Rect.hack draws 2 rectangles instead of 1

Hi,
  I finished my Computer.hdl . All the test scripts were successfully run.
  But in the ComputerRect-external.tst and ComputerRect.tst instead of 1 rectangle  being drawn as explained by the script, I have 2 rectangle being drawn,  Heres an img of it .
Any clues as to where the bug may be.


Thanks,
  Sharan  

Update
According to fig 5.11, RAM[0] should be set to 50,  but my RAM[0] is set to 4. Everything else matches.

Thanks,
 Sharan

sharan013 wrote

Hi,
  I finished my Computer.hdl . All the test scripts were successfully run.
  But in the ComputerRect-external.tst and ComputerRect.tst instead of 1 rectangle  being drawn as explained by the script, I have 2 rectangle being drawn

It looks like you have an address decoding problem in your Memory.hdl chip.

Here is a test for Memory.hdl I've been working on that does some extensive address bit testing.
    Memory-new.tst
    Memory-new.cmp

If you can't find the problem, you can email me your CPU, Memory and Computer files I'll be happy to take a look at them.

--Mark

Hi,
 Thanks Mark, I fixed my Memory.hdl . I had missed corner case. Everything  things working fine. Thanks again.

 Is there any way to see how efficient your design is  ? ( No of Nand gates used). I was thinking of writing a program which will recursively find the total number of nand gates used by the design. Would that be useful for the community ?

You guys have done an awesome work with this. This is really cool.  I cant wait for the next part, Thanks again.

 Sahran

 

sharan013 wrote

Is there any way to see how efficient your design is  ? ( No of Nand gates used). I was thinking of writing a program which will recursively find the total number of nand gates used by the design. Would that be useful for the community ?

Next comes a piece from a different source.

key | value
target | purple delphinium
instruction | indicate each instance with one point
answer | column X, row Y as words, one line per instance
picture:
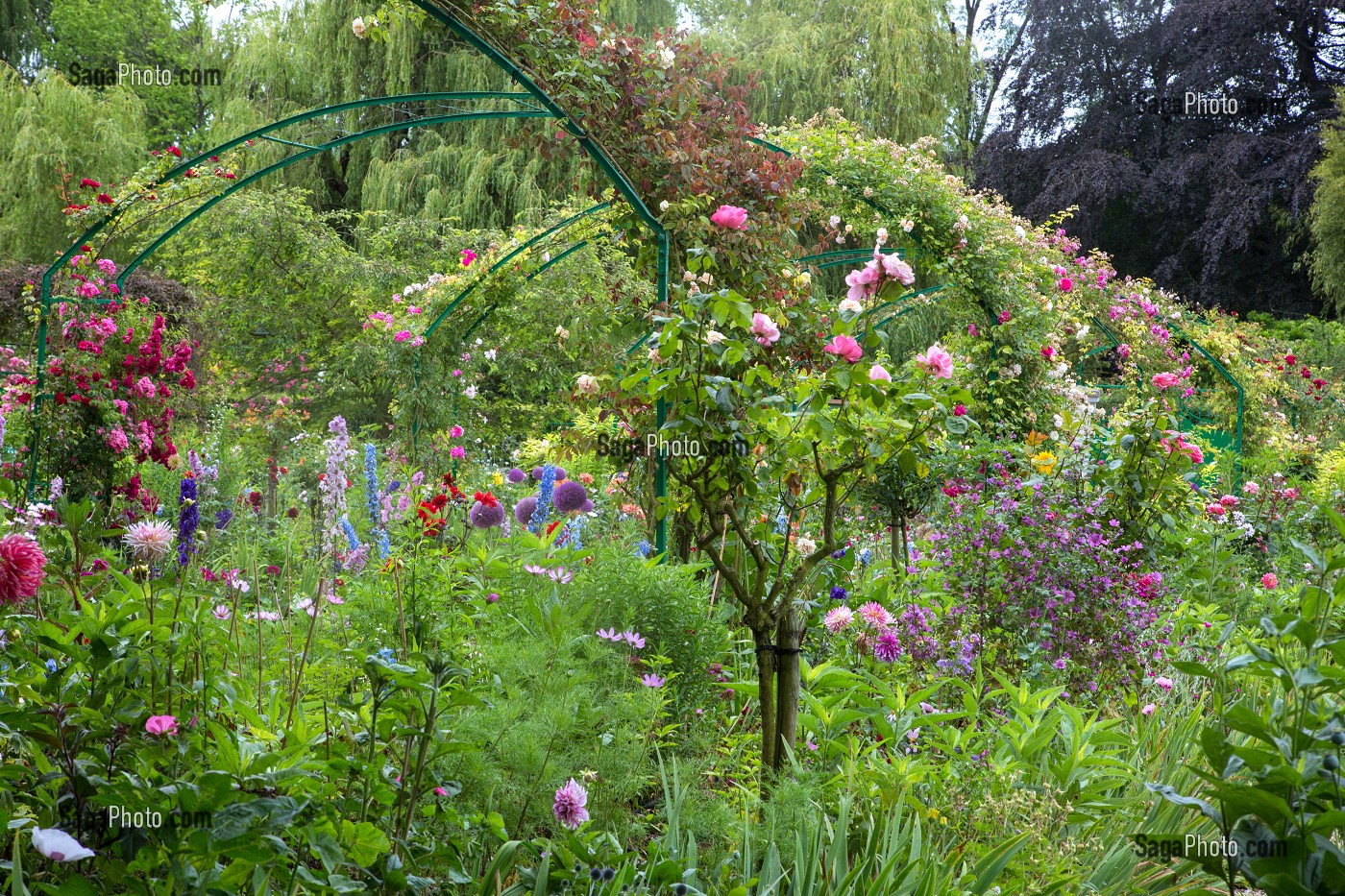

The tools don't provide any way to do this. I wrote a simple C program to do this for my implementation:
    nand = 1;
    not = nand;
    and = nand+not;
etc. to determine the number of Nands in each part. Search the forum for "gate count" to find related posts.

Trying to optimize 2-input Nand gate count isn't too useful. CMOS, the technology in most modern ICs has N-input "and-or-invert" and "or-and-input" as primitive gates (meaning 1 transistor switching time delay). Nand, Nor and Not are just degenerate cases of these gates.

The skill to learn from this course is abstraction and hierarchical design, not specifically design with Nands.

You can spend way too much time trying to get just one more gate out of a design. Look what Koen and I managed to do with my all Nand ALU.

--Mark

It is probably too late for you, but in case others are interested, I wrote golf.rb for my study group. It runs in two different ways:

% ./golf.rb 01 | cut -f1,8 -d\|
gate\user : zenspider | itscaleb 
total     :       725 |     1603 

Not       :         1 |        1 
And       :         2 |        2 
Or        :         3 |        3 
Mux       :         4 |        8 
Xor       :         4 |        9 
DMux      :         5 |        5 
DMux4Way  :        15 |       15 
Not16     :        16 |       16 
Or8Way    :        21 |       21 
And16     :        32 |       32 
DMux8Way  :        35 |       35 
Or16      :        48 |       48 
Mux16     :        49 |      128 
Mux4Way16 :       147 |      384 
Mux8Way16 :       343 |      896 

Which gives you a user-by-user golf (ie, lower is better) score per chip.

% ./golf.rb zenspider/02/ALU.hdl 
Or              =  1 *   3 =   3
Not             = 17 *   1 =  17
And16           =  1 *  32 =  32
And             = 16 *   2 =  32
Or8Way          =  2 *  21 =  42
Not16           =  3 *  16 =  48
Add16           =  1 * 144 = 144
FullAdder       = 16 *   9 = 144
Mux16           =  6 *  49 = 294
ALU             =  1 * 564 = 564

Which gives you a detailed breakdown of a single chip.

The script is written specific to the way we set up our project (multiple people in one directory w/ golf.rb at the top), but can be easily tweaked for your setup.